Tag Archives: Le Bretagne

La Bretagne in London

A dance titled The Bretagne turns up very occasionally in the bills for London’s theatres during the first half of the 18th century. Its earliest appearance was at Lincoln’s Inn Fields on 5 April 1731, when Francis and Marie Sallé danced the ‘Louvre and Bretagne’ at his benefit performance. The Louvre is, of course, Pecour’s Aimable Vainqueur which was a favourite dance of the period. From this performance, it seems clear that the second dance must have been Pecour’s La Bretagne, created in honour of the duchesse de Bourgogne following the birth of her son the duc de Bretagne in 1704. This ballroom choreography was published in notation the same year, in Feuillet’s IIIme. Recüeil de danses de bal. Here is the title page for the dance (which was evidently also sold separately) and the first plate.

In 1706, P. Siris included La Bretagne in his translation of Feuillet’s Choregraphie, published in London as The Art of Dancing by Characters and Figures. Here is the first plate.

Bretagne Siris plate 1

His version differs from Feuillet’s in some of the steps and the figures. It must have served to make the dance known in London, for John Weaver included it in the second edition of his translation of Choregraphie, Orchesography, published around 1722. Siris’s version also attracted the attention of Sir Richard Steele, who referred to the dance in his periodical The Lover on 4 March 1714. Steele mentions a separate edition of Siris’s notation of The Bretagne which had been published in London the same week (no copy is known to survive). The short essay that Steele weaves around it (with references to the 1713 Treaty of Utrecht that ended the War of Spanish Succession and made peace between Britain and France) needs detailed analysis that I cannot undertake here.

By the time that the Sallés performed it on stage in 1731, La Bretagne must have been known in London – at least to the capital’s dancing masters and perhaps to some of their pupils as well. Its next known performance on the London stage was not until 25 May 1738, when it was given (again at a benefit performance) alongside a Minuet by Miss Wright and Miss Morrison. The advertisement makes no mention of cross-dressing by one of the young women, although the practice was not unusual on the London stage.
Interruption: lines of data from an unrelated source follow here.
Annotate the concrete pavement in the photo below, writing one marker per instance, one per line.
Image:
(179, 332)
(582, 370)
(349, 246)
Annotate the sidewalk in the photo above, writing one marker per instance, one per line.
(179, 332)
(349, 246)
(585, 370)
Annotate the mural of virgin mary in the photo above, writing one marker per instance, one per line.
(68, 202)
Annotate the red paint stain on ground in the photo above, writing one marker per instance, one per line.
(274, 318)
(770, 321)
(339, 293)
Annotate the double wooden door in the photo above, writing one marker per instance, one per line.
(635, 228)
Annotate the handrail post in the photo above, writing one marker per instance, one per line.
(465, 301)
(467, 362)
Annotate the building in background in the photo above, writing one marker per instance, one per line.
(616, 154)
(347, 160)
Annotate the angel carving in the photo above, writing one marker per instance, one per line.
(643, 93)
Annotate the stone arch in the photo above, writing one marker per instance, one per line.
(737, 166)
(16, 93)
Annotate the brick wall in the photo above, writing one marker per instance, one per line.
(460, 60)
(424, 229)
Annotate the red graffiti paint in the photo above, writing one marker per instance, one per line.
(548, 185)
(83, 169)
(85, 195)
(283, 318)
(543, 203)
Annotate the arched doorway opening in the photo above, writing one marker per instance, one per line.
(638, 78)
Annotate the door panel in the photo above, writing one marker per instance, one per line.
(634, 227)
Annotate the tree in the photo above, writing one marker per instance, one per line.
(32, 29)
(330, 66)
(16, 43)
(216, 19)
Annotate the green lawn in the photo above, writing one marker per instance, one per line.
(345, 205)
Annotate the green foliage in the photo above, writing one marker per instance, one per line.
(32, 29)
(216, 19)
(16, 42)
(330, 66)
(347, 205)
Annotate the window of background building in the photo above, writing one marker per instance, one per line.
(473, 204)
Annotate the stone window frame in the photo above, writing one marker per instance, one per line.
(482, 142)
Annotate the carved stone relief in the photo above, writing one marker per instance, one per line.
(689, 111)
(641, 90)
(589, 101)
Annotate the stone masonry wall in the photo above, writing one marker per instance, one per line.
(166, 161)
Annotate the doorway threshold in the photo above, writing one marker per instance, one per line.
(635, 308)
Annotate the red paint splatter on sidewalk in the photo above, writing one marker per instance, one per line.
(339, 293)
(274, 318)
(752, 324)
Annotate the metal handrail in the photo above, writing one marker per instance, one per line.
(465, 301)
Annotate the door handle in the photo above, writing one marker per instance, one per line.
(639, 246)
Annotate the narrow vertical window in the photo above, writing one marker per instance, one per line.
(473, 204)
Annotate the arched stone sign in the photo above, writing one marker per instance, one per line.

The next performance was on 5 May 1740 at Covent Garden, when James Dupré and Mrs Ozanne danced ‘The Britain (Ball Dance) and Minuet’ for his benefit. The last recorded performance was on 1 April 1742, again at Covent Garden, when Desnoyer and Sga Barberina gave ‘A Ball Dance call’d the Britannia, and a Louvre concluding with a Minuet’ for his benefit. I have wondered whether this might have been Isaac’s The Britannia, published in notation in 1706 and reissued a number of times subsequently, or perhaps a dance to music from Thomas Arne’s 1740 masque Alfred. The latter included the song ‘Rule Britannia’ and Sga Barberina had danced at the masque’s first performance before Prince Frederick at Cliveden. On reflection, I am inclined to believe that the dance at Covent Garden in 1742 was Pecour’s La Bretagne, but I cannot be sure.
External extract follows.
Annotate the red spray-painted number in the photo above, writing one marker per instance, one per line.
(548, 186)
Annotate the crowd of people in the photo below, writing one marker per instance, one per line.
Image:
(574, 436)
La Bretagne appeared in notation many times over the years. The duet was notated afresh by Pierre Rameau and published in his Abbrégé de la nouvelle méthode, which was reissued several times after its first appearance in 1725. It also turns up in a number of manuscript sources – see the entry for the dance in Francine Lancelot’s invaluable catalogue of surviving notations La Belle Dance (1996). It is mentioned by Taubert in his Rechtschaffener Tantzmeister (1717) as well as Rameau in Le Maître a danser (1725) and Kellom Tomlinson in The Art of Dancing (1735) – in each case in relation to the performance of individual steps, indicating its use in teaching.

I haven’t diligently pursued the teaching of La Bretagne in London or elsewhere, but the dance does turn up occasionally in dancing masters’ advertisements. One, for Messrs Welch and Hart in the Public Advertiser for 14 April 1768, offers cotillons, minuets, the Louvre, Passepied, Matlotte, the ‘Almand François’ and English country dances, as well as a ‘Nouvelle Bretaigne’ listed among the duets. I haven’t been able to locate any notation for a ball dance called ‘Nouvelle Bretaigne’ but it does hint that La Bretagne was routinely offered by London’s dancing masters, so Welch and Hart were attempting to go one better.

The explicit references to the teaching of the duet in London come much later, long after it had disappeared from the theatres. An advertisement in the Morning Post for 13 September 1776 announces that ‘Mr. Ferrere’ had established himself in London.

Ferrere Morning Post 13 Sep 1776 (2)

He must surely have been the Ferrère who created some of the works preserved in the manuscript compiled in 1782 by August Ferrère, who was his son. So far as I am aware, no reference to Ferrère Senior teaching in London has previously been found. He was still successfully plying his trade some sixteen years later, as this advertisement in the Oracle from 12 April 1792 shows.

Ferrere Oracle 12 Apr 1792 (2)

The list of dances that he was teaching includes several of Pecour’s ballroom choreographies from the beginning of the 18th century. Ferrère was surely not the only dancing master to include these in his curriculum, although I have been unable to locate other examples from the earlier 1700s.

More research is needed – into the inclusion of these early ballroom dances in performances on the London stage, as well as into London’s dancing masters and what they taught. There is more to be said, too, about Pecour’s choreography for La Bretagne, but that will have to wait for another occasion.